Lundi dernier, la Commission de l'économie et des redevances du Conseil national a examiné l'initiative Lüscher et l'a acceptée à 18 voix, soit l'ensemble des représentants bourgeois, contre 8 (5 socialistes, 2 Verts et 1 POP). Bien que l'initiative doive encore passer devant la commission du Conseil des Etats, puis en plénière au Parlement, vraisemblablement en décembre, ce vote atteste que le vent de la libéralisation continue à souffler sur le Parlement. Et qu'une nouvelle bataille référendaire semble inéluctable.
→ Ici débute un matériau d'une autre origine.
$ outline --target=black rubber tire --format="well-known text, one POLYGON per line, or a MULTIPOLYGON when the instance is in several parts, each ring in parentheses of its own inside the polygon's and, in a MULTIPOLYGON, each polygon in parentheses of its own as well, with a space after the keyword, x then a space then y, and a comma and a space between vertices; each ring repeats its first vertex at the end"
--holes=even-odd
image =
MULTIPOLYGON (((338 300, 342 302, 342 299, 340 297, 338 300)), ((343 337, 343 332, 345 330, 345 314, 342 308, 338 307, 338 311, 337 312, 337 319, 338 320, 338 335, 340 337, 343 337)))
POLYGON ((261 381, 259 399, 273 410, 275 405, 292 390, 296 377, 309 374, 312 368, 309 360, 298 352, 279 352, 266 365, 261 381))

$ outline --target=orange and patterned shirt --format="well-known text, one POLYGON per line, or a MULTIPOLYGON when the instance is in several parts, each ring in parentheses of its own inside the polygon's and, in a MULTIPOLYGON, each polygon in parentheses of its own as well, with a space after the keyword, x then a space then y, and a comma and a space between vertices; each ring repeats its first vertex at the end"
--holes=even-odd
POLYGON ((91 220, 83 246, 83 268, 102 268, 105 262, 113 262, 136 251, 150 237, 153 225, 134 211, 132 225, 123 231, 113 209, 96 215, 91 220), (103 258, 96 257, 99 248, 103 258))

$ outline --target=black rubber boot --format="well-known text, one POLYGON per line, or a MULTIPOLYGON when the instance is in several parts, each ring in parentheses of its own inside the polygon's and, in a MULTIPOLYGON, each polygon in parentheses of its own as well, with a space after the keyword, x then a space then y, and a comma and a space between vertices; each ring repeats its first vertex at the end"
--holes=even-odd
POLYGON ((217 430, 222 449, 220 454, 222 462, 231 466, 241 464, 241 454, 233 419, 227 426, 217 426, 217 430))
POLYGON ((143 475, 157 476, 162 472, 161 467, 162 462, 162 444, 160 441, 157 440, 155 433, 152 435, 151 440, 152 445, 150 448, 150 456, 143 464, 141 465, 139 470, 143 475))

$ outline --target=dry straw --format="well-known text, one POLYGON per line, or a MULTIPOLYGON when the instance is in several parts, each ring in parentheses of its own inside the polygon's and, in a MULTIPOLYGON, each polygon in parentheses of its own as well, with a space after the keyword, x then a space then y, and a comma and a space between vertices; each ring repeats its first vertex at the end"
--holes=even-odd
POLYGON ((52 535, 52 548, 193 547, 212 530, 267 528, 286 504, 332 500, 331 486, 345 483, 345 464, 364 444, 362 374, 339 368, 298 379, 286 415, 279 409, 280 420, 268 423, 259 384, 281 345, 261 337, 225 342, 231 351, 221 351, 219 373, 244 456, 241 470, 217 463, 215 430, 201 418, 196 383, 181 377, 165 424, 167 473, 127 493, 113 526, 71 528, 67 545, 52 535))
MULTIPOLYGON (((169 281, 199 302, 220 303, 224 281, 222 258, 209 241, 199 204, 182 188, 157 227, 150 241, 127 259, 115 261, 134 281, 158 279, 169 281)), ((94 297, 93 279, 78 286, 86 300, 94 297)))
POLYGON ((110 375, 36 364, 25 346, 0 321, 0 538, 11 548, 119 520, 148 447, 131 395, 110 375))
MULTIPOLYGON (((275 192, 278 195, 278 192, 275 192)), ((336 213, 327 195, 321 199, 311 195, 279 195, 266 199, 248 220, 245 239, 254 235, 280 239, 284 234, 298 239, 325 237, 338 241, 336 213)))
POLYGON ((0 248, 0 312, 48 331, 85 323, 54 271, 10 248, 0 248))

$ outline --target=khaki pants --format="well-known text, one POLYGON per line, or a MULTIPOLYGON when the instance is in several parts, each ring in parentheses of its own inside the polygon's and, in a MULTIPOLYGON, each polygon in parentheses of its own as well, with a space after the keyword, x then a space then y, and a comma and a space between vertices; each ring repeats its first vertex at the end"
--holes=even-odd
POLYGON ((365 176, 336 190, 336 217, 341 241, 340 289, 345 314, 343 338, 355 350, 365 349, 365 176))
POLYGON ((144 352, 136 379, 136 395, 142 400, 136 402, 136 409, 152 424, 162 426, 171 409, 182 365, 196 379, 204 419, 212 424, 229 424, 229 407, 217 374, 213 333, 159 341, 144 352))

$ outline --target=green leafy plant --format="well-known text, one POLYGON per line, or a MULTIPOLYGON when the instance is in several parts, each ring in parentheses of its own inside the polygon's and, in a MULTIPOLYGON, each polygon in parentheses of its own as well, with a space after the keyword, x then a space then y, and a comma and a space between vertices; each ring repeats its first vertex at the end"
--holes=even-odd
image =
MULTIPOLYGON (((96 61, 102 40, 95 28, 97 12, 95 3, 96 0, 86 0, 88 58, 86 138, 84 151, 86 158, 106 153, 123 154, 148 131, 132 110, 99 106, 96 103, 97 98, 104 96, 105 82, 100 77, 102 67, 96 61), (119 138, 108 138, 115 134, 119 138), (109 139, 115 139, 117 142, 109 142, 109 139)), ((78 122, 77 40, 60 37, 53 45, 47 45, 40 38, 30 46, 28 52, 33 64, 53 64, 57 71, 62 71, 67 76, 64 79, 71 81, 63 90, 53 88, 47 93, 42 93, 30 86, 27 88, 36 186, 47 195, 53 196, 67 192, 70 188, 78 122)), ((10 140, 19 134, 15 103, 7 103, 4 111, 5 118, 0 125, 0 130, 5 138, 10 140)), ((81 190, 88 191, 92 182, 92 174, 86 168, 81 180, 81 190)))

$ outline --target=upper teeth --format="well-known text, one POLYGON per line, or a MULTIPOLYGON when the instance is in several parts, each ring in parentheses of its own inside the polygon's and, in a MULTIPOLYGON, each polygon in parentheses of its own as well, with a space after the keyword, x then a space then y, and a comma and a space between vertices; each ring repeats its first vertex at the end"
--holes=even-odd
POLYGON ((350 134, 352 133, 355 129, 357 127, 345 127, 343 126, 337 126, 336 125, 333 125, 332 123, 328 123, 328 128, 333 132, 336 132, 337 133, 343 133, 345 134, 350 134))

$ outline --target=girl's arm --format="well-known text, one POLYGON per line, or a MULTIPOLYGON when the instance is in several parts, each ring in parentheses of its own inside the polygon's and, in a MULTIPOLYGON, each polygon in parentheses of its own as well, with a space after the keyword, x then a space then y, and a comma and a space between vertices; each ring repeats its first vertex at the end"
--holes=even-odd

Ainsi, André Daguet, conseiller national et ancien membre du comité directeur d'Unia, a averti que face à cette «attaque frontale contre la réglementation sociale de la durée du travail, et contre le droit du travail mis en place au fil des décennies par les syndicats et le Parti socialiste au prix d'âpres luttes», la question du référendum sera examinée, d'autant qu'au-delà de la question des heures d'ouvertures des shops, il s'agit d'un véritable «enjeu de société».
Pour sa part, Joël Varone d'Unia Genève a dit la solidarité des clients avec les salariés de la vente, comme en témoigne le succès du référendum contre l'extension des heures d'ouverture des magasins à Genève, qui a recueilli près de 15000 signatures alors qu'il en fallait 7000. De nombreux votes cantonaux ou communaux ont par ailleurs eu lieu sur la question ces dernières années. Et une grande majorité des projets de libéralisation ont été rejetés.